Actually, it would have been my 9th wedding anniversary if we were still together. But the more I tried not to think about it, the more that date seemed to creep up. October 28th.
My Ex sent me a text message, asking if I was OK. He said he wanted to make sure I wasn’t too sad, that I should do something nice for myself.
For the longest time, during the divorce, I couldn’t make sense of what he’d done--the lies and deception. How could someone con the person they said they loved? Aren’t you supposed to be a team--watch each other’s backs?
So I deduced that he couldn’t have loved me…I was just a pawn. The idea was extremely painful and spawned alot of self-loathing about my own lack of insight.
Now that there’s some distance, I don’t think that was the case, I think he loved me as much as he could love anyone.

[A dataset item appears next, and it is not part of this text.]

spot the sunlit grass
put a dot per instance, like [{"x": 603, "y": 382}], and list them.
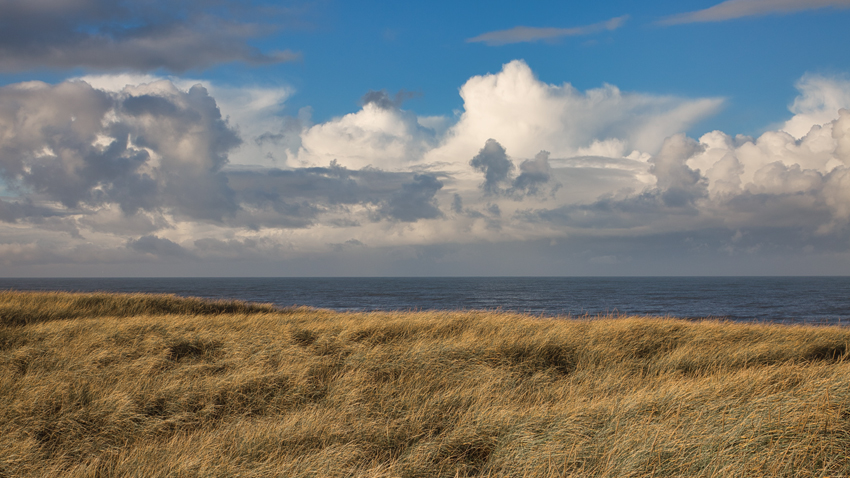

But I also think he’s damaged. I truly believe his parents did a number on him, and honestly I hate them. I hate them for what they did to him and to us.
But because of that damage, despite the fact that I believe he still loves me, and I love him to some degree, we can not ever be together. And after everything, to be honest, I can no longer think of him in terms of a sexual relationship. I love him as one does someone who held a special place in you life at one point. I care about what happens to him, but have absolutely no desire to repeat what we once had. That is the past and I would like it to remain there.

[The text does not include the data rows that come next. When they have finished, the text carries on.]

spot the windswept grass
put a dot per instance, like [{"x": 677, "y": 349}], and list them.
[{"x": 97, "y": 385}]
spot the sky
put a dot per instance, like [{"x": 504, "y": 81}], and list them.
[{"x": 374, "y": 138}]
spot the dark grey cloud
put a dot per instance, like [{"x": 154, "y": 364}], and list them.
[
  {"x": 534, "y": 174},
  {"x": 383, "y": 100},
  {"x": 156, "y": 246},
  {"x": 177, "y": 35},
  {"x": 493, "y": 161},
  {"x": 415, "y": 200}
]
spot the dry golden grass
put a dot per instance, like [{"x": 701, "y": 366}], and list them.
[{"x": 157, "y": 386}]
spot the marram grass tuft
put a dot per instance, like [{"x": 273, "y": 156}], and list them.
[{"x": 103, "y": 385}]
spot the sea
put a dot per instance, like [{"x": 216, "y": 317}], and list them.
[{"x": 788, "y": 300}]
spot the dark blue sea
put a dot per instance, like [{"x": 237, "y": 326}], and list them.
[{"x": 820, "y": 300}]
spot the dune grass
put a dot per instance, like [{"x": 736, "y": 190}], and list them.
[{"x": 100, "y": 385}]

A lot of people in my life don’t understand and always ask me why I even bother talking to him anymore. I’ve never had an answer for them.
But as I reflect back, I am grateful to have seen this transformation since the separation.

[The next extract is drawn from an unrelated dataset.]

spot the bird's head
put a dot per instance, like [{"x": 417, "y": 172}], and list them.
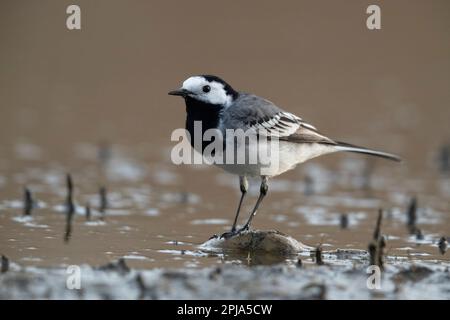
[{"x": 208, "y": 89}]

One of the hardest things about the divorce was the pain I inflicted on myself as I discovered yet another way he had conned me during the marriage. As I unearthed lies, and deception…many of which had been directly advised by my Father-in-law, I was in complete awe of how I had been so stupid.
How could I have not seen it?? How could I have been so stupid…was I that desperate to have not seen it? What was wrong with me?
I felt like such a failure.
But as the feelings during the divorce have mellowed, and for whatever reason my Ex has continued communicating with me, he has once again become that man I dated. I realized this week, that I can forgive myself. If I hadn’t already had a peek behind the curtain, I would say this man, who was my husband, was a decent human being--caring and considerate…for that’s how he now treats me. It is a comfortable, seemingly safe place.
Thankfully, though. I know better now.
I can see why I thought the way I had, I can see why I had formed a high opinion of him. I tend to take things at face value and, as one does with those one loves, I had believed the things he said to me. I had thought perhaps I had imagined his thoughtfulness, or had projected those things onto him. But as I see him once more showing me consideration, etc I am now able to look back at my younger self with more understanding and forgiveness.
I also now know that people who have Narcissistic Personality Disorder are chameleons, and are very adept at projecting charm and caring even though they do not truly know the meaning of those things. So while this new knowledge will prevent me for falling for him again, as I did before, I can understand why my younger, unknowing self did.
I am grateful for this; I tend to be so very harsh on myself. There is something very comforting in self-forgiveness.